The assays used for diagnostic testing can also pose a bottleneck, as they ideally need to be standardized across all participating regions. When a novel biomarker is involved, additional time must be allocated for the development of a new assay or companion diagnostic, which can easily extend project timelines beyond initial expectations. While these challenges are not insurmountable, they necessitate meticulous planning and the establishment of a robust centralized team to effectively mitigate risks.
"The quality of who you’re contracting with is paramount to any biomarker-driven study," Dr. Dow affirmed. "They need to have knowledgeable boots on the ground – people with the right expertise, who know the landscape, who can contract with these labs and understand how samples are collected in that region and what kind of assays are used."
The Bottom Line for Ovarian Cancer Research
In the dynamic realm of ovarian cancer research, clinical trial success is increasingly contingent upon a sponsor’s ability to navigate a crowded, rapidly evolving, and operationally complex environment while maintaining a competitive edge. Global studies are no longer optional but essential, demanding rigorous feasibility planning and the engagement of expert Contract Research Organizations (CROs). These CROs must possess the capability to translate intricate protocols and ambitious development plans into practical, executable strategies. This involves incorporating innovative thinking and comprehensive site training to tap into underutilized referral pathways, thereby bolstering patient enrollment.

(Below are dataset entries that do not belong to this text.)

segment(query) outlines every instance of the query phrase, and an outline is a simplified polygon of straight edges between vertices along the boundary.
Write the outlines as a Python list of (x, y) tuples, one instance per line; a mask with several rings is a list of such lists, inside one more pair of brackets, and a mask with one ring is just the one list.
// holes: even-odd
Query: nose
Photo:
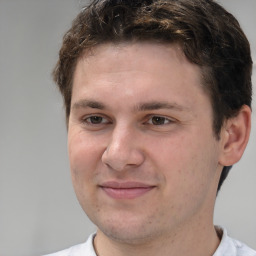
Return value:
[(115, 171), (125, 171), (140, 166), (144, 158), (136, 131), (116, 127), (102, 155), (102, 162)]

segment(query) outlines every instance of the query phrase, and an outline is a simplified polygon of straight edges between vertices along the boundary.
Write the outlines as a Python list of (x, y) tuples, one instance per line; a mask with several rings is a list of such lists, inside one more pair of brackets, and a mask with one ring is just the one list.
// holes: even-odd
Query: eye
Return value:
[(152, 116), (148, 123), (152, 125), (164, 125), (172, 123), (173, 121), (163, 116)]
[(85, 123), (94, 124), (107, 124), (108, 120), (102, 116), (89, 116), (83, 119)]

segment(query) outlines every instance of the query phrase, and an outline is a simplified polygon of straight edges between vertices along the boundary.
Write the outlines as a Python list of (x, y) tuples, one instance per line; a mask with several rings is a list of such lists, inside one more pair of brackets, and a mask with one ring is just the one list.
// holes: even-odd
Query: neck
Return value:
[(212, 256), (219, 242), (213, 225), (211, 227), (198, 225), (196, 229), (177, 228), (168, 236), (165, 234), (136, 244), (113, 240), (98, 231), (94, 247), (97, 256)]

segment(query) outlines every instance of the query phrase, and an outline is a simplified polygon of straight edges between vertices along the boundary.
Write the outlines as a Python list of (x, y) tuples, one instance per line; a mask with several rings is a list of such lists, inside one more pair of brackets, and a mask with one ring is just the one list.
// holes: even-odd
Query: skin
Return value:
[[(241, 157), (248, 136), (237, 136), (230, 121), (216, 139), (202, 86), (199, 67), (178, 45), (104, 44), (79, 59), (68, 149), (78, 200), (98, 227), (99, 255), (216, 250), (220, 173)], [(249, 127), (244, 109), (237, 119)]]

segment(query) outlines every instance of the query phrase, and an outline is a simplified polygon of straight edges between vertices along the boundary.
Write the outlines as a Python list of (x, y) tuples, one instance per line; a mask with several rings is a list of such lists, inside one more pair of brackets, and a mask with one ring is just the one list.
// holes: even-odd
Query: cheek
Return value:
[[(102, 142), (102, 141), (101, 141)], [(69, 131), (68, 153), (72, 178), (90, 176), (101, 162), (102, 143), (83, 132)]]
[(202, 133), (192, 134), (165, 140), (153, 153), (158, 169), (164, 172), (165, 182), (169, 184), (169, 192), (180, 191), (180, 196), (200, 194), (207, 189), (218, 162), (214, 139), (209, 140)]

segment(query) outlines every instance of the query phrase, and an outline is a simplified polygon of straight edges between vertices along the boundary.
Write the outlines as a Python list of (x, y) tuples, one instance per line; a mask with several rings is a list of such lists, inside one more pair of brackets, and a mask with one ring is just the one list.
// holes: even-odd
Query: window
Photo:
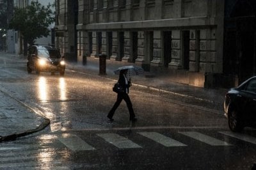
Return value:
[(108, 8), (109, 9), (112, 9), (114, 6), (113, 0), (109, 0), (108, 3)]
[(147, 0), (147, 6), (154, 6), (155, 5), (155, 3), (156, 3), (155, 0)]
[(90, 0), (89, 1), (89, 6), (90, 6), (90, 10), (93, 11), (93, 0)]
[(119, 6), (121, 8), (125, 7), (126, 0), (119, 0)]
[(103, 1), (104, 0), (98, 0), (98, 10), (103, 9)]
[(246, 87), (246, 91), (256, 93), (256, 79), (252, 80), (249, 82)]
[(173, 0), (163, 0), (163, 5), (173, 4)]

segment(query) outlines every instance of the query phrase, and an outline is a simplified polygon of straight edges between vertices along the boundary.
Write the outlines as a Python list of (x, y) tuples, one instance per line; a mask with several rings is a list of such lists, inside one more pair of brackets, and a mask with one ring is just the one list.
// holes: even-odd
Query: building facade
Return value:
[(223, 72), (225, 1), (56, 1), (56, 44), (68, 59), (141, 66), (170, 81), (212, 87)]
[[(34, 0), (8, 0), (10, 8), (9, 11), (12, 13), (13, 8), (25, 8), (28, 5), (29, 5), (31, 1), (33, 1)], [(43, 6), (47, 6), (49, 3), (53, 4), (54, 3), (54, 0), (37, 1)], [(55, 10), (54, 8), (52, 8), (52, 10)], [(12, 12), (11, 10), (12, 10)], [(53, 30), (54, 26), (55, 24), (52, 24), (49, 26), (49, 29)], [(35, 43), (41, 44), (52, 44), (54, 43), (54, 41), (52, 41), (52, 36), (51, 35), (47, 37), (38, 38), (36, 40)], [(8, 30), (7, 44), (8, 52), (15, 53), (17, 54), (23, 54), (23, 38), (19, 31)]]

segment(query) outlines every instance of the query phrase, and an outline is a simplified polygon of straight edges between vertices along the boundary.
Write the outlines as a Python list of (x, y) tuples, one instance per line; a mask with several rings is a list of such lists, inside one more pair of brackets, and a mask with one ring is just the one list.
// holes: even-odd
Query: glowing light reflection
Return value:
[(65, 79), (61, 77), (60, 78), (59, 87), (60, 91), (60, 100), (67, 100), (66, 95), (66, 82)]
[(38, 81), (39, 87), (39, 98), (42, 100), (43, 102), (45, 102), (47, 100), (47, 88), (46, 86), (46, 79), (44, 77), (40, 77)]

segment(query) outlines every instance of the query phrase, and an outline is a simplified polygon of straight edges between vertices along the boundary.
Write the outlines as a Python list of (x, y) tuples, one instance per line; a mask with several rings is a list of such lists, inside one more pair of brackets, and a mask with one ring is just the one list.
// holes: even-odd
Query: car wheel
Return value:
[(62, 71), (60, 71), (60, 75), (63, 76), (64, 74), (65, 74), (65, 71), (64, 71), (64, 70), (62, 70)]
[(233, 132), (241, 132), (244, 128), (238, 112), (236, 110), (232, 110), (228, 114), (228, 127)]

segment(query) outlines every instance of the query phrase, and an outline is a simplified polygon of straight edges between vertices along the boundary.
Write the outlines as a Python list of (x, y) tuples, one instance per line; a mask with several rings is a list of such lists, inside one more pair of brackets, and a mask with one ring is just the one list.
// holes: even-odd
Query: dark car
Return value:
[(240, 132), (244, 127), (254, 127), (256, 123), (256, 76), (226, 94), (225, 115), (232, 131)]
[(60, 50), (51, 45), (33, 45), (28, 48), (27, 68), (31, 73), (44, 72), (60, 72), (65, 74), (65, 63)]

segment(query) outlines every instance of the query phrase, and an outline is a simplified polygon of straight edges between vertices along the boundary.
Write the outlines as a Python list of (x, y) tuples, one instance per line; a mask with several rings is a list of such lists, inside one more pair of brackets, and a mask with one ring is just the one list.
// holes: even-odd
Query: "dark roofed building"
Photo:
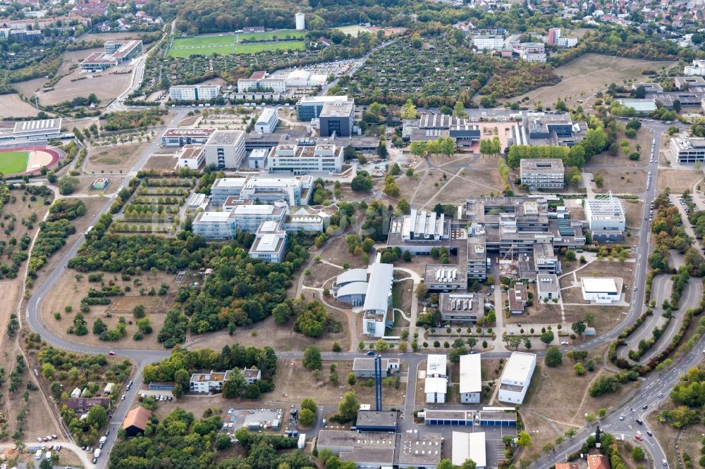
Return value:
[(66, 401), (68, 408), (77, 412), (87, 412), (93, 406), (110, 407), (109, 397), (70, 397)]
[(359, 411), (356, 427), (362, 432), (396, 432), (396, 412)]
[(123, 422), (123, 430), (128, 437), (136, 437), (140, 433), (144, 433), (147, 424), (152, 416), (152, 411), (144, 407), (135, 407), (128, 412)]

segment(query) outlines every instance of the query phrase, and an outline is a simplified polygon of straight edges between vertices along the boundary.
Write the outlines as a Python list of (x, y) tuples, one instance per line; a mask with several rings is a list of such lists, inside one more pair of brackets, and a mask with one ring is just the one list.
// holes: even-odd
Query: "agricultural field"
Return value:
[(92, 147), (88, 154), (85, 169), (94, 174), (126, 172), (149, 146), (149, 143), (145, 142), (116, 146)]
[(360, 26), (360, 25), (348, 25), (347, 26), (340, 26), (338, 27), (333, 28), (338, 30), (344, 35), (350, 35), (350, 36), (357, 37), (361, 32), (372, 32), (372, 31), (364, 26)]
[(0, 119), (10, 117), (34, 117), (37, 109), (23, 101), (17, 93), (0, 95)]
[(192, 55), (212, 56), (215, 54), (230, 55), (259, 54), (267, 51), (302, 51), (305, 49), (303, 41), (288, 39), (303, 37), (305, 35), (303, 31), (286, 30), (234, 35), (179, 37), (174, 39), (168, 55), (171, 57), (183, 58)]
[(553, 70), (561, 78), (558, 85), (534, 89), (510, 101), (522, 101), (525, 105), (540, 102), (551, 106), (561, 98), (569, 106), (575, 106), (578, 101), (586, 101), (606, 89), (612, 82), (624, 85), (644, 80), (642, 71), (668, 68), (674, 63), (586, 54)]
[[(79, 276), (80, 280), (76, 280), (76, 275), (75, 270), (66, 270), (56, 284), (57, 291), (63, 292), (65, 294), (52, 296), (42, 303), (39, 318), (49, 330), (68, 340), (107, 346), (107, 344), (115, 342), (102, 340), (99, 334), (93, 332), (94, 324), (99, 319), (108, 330), (115, 330), (121, 318), (124, 318), (125, 334), (117, 339), (116, 342), (118, 345), (112, 346), (147, 349), (161, 348), (161, 344), (157, 340), (157, 332), (164, 324), (166, 311), (173, 302), (178, 287), (174, 282), (173, 275), (159, 273), (123, 280), (119, 275), (106, 273), (103, 276), (105, 284), (114, 284), (124, 292), (124, 295), (109, 297), (110, 303), (106, 305), (90, 305), (90, 311), (83, 313), (80, 312), (82, 300), (87, 297), (90, 289), (99, 290), (101, 282), (90, 282), (87, 274)], [(162, 285), (167, 287), (164, 294), (149, 294), (152, 288), (158, 291)], [(137, 318), (133, 314), (133, 311), (139, 305), (144, 306), (145, 317), (149, 319), (153, 332), (144, 334), (142, 339), (136, 341), (134, 334), (138, 332)], [(74, 325), (74, 319), (78, 314), (82, 314), (86, 322), (87, 333), (84, 335), (68, 332)]]
[[(118, 70), (121, 73), (116, 73)], [(38, 92), (37, 96), (42, 106), (54, 106), (79, 96), (87, 98), (94, 93), (101, 100), (100, 106), (104, 107), (128, 87), (132, 76), (131, 73), (126, 73), (128, 71), (131, 71), (131, 68), (111, 68), (102, 75), (91, 77), (90, 75), (82, 73), (80, 69), (77, 68), (59, 80), (51, 91), (42, 91), (47, 82), (44, 78), (18, 83), (16, 87), (25, 96), (32, 96), (35, 92)]]

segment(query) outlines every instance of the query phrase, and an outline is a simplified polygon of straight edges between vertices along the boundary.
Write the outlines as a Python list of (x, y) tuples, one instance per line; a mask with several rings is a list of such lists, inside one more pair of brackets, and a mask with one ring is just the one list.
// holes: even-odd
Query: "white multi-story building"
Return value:
[(528, 158), (521, 161), (522, 185), (533, 189), (563, 189), (563, 162), (558, 158)]
[(226, 372), (211, 371), (209, 373), (194, 373), (188, 383), (190, 392), (208, 393), (213, 391), (220, 391), (223, 389), (223, 383), (228, 380), (230, 370)]
[(513, 352), (502, 372), (499, 386), (499, 400), (520, 404), (524, 402), (531, 377), (536, 368), (536, 355)]
[(499, 51), (504, 47), (504, 37), (498, 35), (477, 35), (472, 38), (472, 45), (479, 51)]
[(267, 158), (270, 173), (286, 171), (295, 175), (309, 173), (340, 173), (343, 168), (342, 146), (333, 144), (302, 146), (278, 145)]
[(311, 196), (312, 181), (310, 176), (223, 177), (213, 182), (211, 197), (217, 206), (225, 204), (231, 196), (261, 204), (285, 200), (292, 206), (306, 205)]
[(176, 168), (188, 168), (197, 170), (206, 161), (203, 147), (197, 145), (185, 145), (176, 161)]
[(220, 96), (219, 85), (177, 85), (169, 87), (171, 101), (210, 101)]
[(279, 263), (286, 254), (286, 232), (274, 221), (260, 225), (250, 248), (249, 256), (262, 262)]
[(693, 61), (693, 64), (683, 68), (683, 74), (689, 77), (705, 77), (705, 61)]
[(627, 228), (622, 201), (609, 192), (585, 201), (585, 218), (592, 239), (599, 242), (621, 241)]
[(276, 129), (276, 125), (278, 123), (279, 116), (276, 113), (276, 109), (267, 108), (257, 118), (257, 121), (255, 124), (255, 131), (263, 134), (271, 134)]
[(266, 221), (281, 225), (288, 214), (286, 202), (276, 205), (243, 204), (221, 212), (200, 212), (193, 220), (193, 232), (210, 239), (232, 239), (238, 232), (256, 233)]
[(460, 392), (462, 404), (479, 404), (482, 394), (479, 354), (460, 356)]
[(448, 392), (448, 372), (445, 355), (429, 355), (426, 362), (424, 392), (426, 402), (443, 404)]
[(306, 15), (304, 15), (300, 11), (294, 15), (296, 18), (296, 29), (298, 31), (302, 31), (306, 29)]
[(392, 304), (392, 282), (394, 268), (391, 264), (375, 263), (370, 269), (367, 291), (362, 304), (362, 328), (373, 337), (384, 337), (386, 327), (394, 323), (393, 315), (388, 317)]
[(238, 92), (286, 92), (286, 77), (269, 77), (264, 71), (252, 72), (249, 78), (238, 80)]
[(597, 304), (610, 304), (622, 298), (623, 280), (611, 277), (583, 277), (580, 279), (582, 299)]
[(214, 165), (219, 170), (238, 169), (245, 159), (245, 132), (216, 130), (204, 147), (207, 165)]

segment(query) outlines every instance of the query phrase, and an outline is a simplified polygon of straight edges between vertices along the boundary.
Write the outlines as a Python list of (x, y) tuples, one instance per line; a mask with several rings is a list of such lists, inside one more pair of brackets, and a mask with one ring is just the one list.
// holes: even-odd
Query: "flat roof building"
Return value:
[(484, 432), (453, 432), (453, 453), (450, 462), (453, 465), (460, 466), (468, 459), (477, 465), (475, 466), (477, 469), (485, 469), (487, 467)]
[(392, 282), (394, 267), (391, 264), (375, 263), (370, 269), (368, 288), (362, 304), (363, 332), (373, 337), (384, 336), (385, 329), (391, 327), (393, 318), (388, 318), (391, 306)]
[(529, 189), (563, 189), (563, 162), (557, 158), (521, 160), (520, 177), (522, 185)]
[(622, 297), (622, 279), (611, 277), (583, 277), (580, 291), (586, 301), (609, 304)]
[(166, 129), (161, 135), (161, 144), (164, 146), (202, 145), (215, 131), (215, 129)]
[(299, 120), (317, 119), (326, 103), (339, 103), (348, 100), (347, 96), (304, 96), (296, 103), (296, 118)]
[(426, 363), (426, 381), (424, 385), (426, 402), (440, 404), (446, 402), (447, 388), (446, 356), (438, 354), (429, 355)]
[(594, 241), (620, 242), (627, 228), (622, 201), (609, 192), (585, 201), (585, 218)]
[(397, 430), (396, 412), (358, 411), (355, 429), (361, 432), (393, 432)]
[(524, 402), (534, 368), (536, 355), (512, 352), (500, 380), (499, 400), (515, 404)]
[(255, 242), (250, 248), (250, 257), (262, 262), (282, 262), (286, 254), (286, 232), (280, 227), (281, 224), (274, 220), (260, 225)]
[(232, 371), (211, 371), (209, 373), (193, 373), (188, 382), (190, 392), (209, 393), (220, 391)]
[(326, 103), (318, 121), (321, 137), (350, 137), (355, 123), (355, 104), (351, 101)]
[(343, 149), (332, 144), (315, 146), (278, 145), (270, 151), (267, 167), (270, 173), (293, 175), (338, 173), (343, 169)]
[(210, 101), (220, 96), (219, 85), (176, 85), (169, 87), (171, 101)]
[(460, 402), (479, 404), (482, 395), (480, 354), (460, 356)]
[(12, 135), (15, 139), (38, 140), (58, 137), (61, 132), (61, 118), (57, 118), (15, 123)]
[(439, 311), (444, 322), (476, 324), (484, 317), (484, 300), (478, 293), (441, 293)]
[(81, 62), (83, 72), (99, 72), (111, 65), (118, 65), (129, 62), (142, 54), (142, 42), (107, 41), (103, 45), (103, 52), (95, 52)]
[(556, 274), (541, 273), (537, 275), (536, 287), (539, 301), (560, 298), (560, 284)]
[(627, 108), (632, 108), (639, 114), (648, 114), (656, 109), (656, 101), (653, 98), (618, 99), (619, 104)]
[(681, 164), (705, 161), (705, 138), (671, 138), (670, 149)]
[(257, 118), (257, 120), (255, 123), (255, 130), (263, 134), (271, 134), (276, 129), (278, 123), (279, 115), (276, 112), (276, 109), (267, 108)]
[[(382, 377), (399, 371), (399, 358), (382, 358)], [(357, 377), (374, 377), (374, 358), (372, 357), (356, 357), (352, 361), (352, 373)]]
[(219, 170), (238, 169), (245, 159), (245, 132), (242, 130), (216, 130), (204, 144), (207, 165)]

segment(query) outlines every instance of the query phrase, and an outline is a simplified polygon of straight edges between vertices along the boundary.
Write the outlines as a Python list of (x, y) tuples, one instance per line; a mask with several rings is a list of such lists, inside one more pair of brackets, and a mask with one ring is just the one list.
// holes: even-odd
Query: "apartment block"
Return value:
[(521, 161), (522, 185), (529, 189), (563, 189), (563, 162), (558, 158), (527, 158)]

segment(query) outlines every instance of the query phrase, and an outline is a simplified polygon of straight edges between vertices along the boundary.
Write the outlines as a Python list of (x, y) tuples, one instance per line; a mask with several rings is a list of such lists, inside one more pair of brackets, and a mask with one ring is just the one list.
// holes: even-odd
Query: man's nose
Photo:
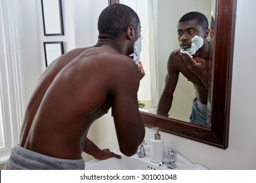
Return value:
[(182, 34), (180, 37), (181, 41), (187, 41), (188, 37), (186, 35), (186, 34)]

As the logistical intricacies of modern biomarker-driven ovarian cancer studies continue to escalate, sponsors require CROs with a strategic presence in key regions and localized expertise where it matters most. In this challenging yet promising landscape, Caidya’s integrated team of medical, scientific, and clinical development specialists is positioned to refine global strategies and accelerate the journey from feasibility to market, ultimately contributing to the advancement of ovarian cancer treatment.
Clinipace, Inc. is owned, operated, managed, and controlled by dMedClinical Co. Ltd., a privately held company. Its investors include entities located in the People’s Republic of China (PRC), and it may be subject to PRC laws and regulations that differ from those of the United States.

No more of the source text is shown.